Toute l’œuvre de Luc-Olivier d’Algange consiste à nous inviter à ce double dialogue entre le visible et l’invisible, à pénétrer le jeu dualiste pour le traverser, tout en appelant à l’élégance. C’est que l’élégance, ou plutôt les élégances du verbe, traduisent la nécessité de l’essence qui est liberté. Il en appelle avec insistance, parfois avec rage, à la poésie, vaisseau idéal pour voguer sur l’océan des contradictions et des rumeurs dualistes vers l’autre rive…, une poésie qui ne saurait être séparée d’une métaphysique.
« Lorsque la Révolution et la Contre-Révolution fourvoient le « faire » et le « défaire » dans l’inane et le vulgaire, le « contraire d’une Révolution » maintient l’être, durant l’interrègne, dans la plénitude de son possible. Baudelaire, penseur de l’ultime, va jusqu’au bout des prémices maistriennes, il les applique rigoureusement, en persistant dans une façon d’être qui est aussi une façon de dire. La lucidité baudelairienne départit son pessimisme de la tentation que serait le péché contre l’espérance. La leçon maistrienne tient Baudelaire sur ses gardes : « Défions-nous du peuple, du bon sens, du cœur, de l’inspiration et de l’évidence ». Tout le romantisme révolutionnaire et contre-révolutionnaire, si encombrant et si cacophonique, est ainsi déjoué en une seule phrase. Ce qui importe, c’est de sauvegarder la musique et l’espace. « La musique, écrit Baudelaire, donne l’idée de l’espace. Tous les arts, plus ou moins ; puisqu’ils sont nombre et que le nombre est une traduction de l’espace. » Le poème le redit : « La musique creuse le ciel ». L’immobilité du poète garde la vastitude et l’unité. »

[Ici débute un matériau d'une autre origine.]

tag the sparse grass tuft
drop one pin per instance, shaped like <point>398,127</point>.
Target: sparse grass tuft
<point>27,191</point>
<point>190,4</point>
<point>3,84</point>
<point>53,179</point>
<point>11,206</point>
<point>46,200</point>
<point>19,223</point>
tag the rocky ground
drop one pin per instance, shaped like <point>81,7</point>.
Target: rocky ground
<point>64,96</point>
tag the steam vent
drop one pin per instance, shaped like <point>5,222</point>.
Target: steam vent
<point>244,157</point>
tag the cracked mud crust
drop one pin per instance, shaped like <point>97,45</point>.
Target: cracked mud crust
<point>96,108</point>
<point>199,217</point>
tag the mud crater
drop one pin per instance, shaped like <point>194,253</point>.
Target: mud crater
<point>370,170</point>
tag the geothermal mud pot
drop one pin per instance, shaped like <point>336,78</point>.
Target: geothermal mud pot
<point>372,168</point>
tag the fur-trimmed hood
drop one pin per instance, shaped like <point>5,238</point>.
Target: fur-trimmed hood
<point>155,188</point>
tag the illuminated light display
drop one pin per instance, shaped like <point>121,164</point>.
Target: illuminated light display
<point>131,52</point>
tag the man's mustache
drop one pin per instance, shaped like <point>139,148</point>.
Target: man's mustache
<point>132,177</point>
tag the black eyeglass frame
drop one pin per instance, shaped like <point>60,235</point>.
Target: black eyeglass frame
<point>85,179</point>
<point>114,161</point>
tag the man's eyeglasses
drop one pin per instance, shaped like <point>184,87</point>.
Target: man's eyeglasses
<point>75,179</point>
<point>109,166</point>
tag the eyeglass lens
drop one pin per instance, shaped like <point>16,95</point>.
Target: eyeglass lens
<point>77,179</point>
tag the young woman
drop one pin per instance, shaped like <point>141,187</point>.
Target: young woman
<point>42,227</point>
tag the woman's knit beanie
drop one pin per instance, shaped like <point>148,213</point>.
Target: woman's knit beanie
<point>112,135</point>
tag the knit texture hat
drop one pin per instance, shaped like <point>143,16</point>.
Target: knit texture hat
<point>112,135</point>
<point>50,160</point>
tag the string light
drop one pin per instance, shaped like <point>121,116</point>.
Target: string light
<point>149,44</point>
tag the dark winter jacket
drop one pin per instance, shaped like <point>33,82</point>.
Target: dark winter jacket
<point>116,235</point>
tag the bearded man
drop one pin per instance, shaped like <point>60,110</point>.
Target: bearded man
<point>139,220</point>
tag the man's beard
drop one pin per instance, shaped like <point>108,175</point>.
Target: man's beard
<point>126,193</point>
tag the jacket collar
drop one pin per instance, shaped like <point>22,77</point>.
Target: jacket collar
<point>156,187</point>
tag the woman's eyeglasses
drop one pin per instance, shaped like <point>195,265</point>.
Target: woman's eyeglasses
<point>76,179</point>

La musique est un art de l’intervalle, c’est pourquoi elle garde libre l’accès à l’être. Toute l’écriture de Luc-Olivier d’Algange est musicale. En chef d’orchestre, il compose une symphonie du silence et de la grâce sur les dires de nos penseurs-poètes. Contre les outrecuidances des « cadavres ajournés », il suscite une révolte sacrée, plutôt qu’une révolution et une contre-révolution réplicantes et stériles. Cette musique porte le voyage, voyage vers Dieu, voyage en Dieu, voyage initiatique en tous les cas, voyage qui est toujours « retour au centre ». L’ange du retournement n’est pas loin, sans lequel le voyage serait vain, sans Esprit :
« On pourrait dire du Saint-Esprit qu’il se présente à l’intelligence humaine sous la forme d’une spirale de Moebius. Tout écrivain qui laisse se manifester en ses signes écrits les éclats du Saint-Esprit écrit comme sur un ruban où l’avers et l’envers, l’intérieur et l’extérieur, le songe et le réel se changent perpétuellement l’un en l’autre dans la courbe qui témoigne de l’essor du mouvement. N’importe quelle bande de papier peut opérer à cet office médiateur. Encore faut-il savoir le joindre par l’opportun retournement herméneutique. Il y a des écritures plates, qui débutent et s’interrompent (et qui, par quelque subterfuge rhétorique font passer leur interruption pour une fin) et des écritures retournées, qui révèlent l’unité de l’envers et de l’endroit dans le recommencement. Telle est la littérature que nous nommerons métaphysique : non une littérature qui représente des idées, des notions mais une écriture qui se retourne sur elle-même et recommence. »
Le lecteur de Luc-Olivier d’Algange doit, lui aussi, accepter d’être retourné afin d’apprendre à « voir ».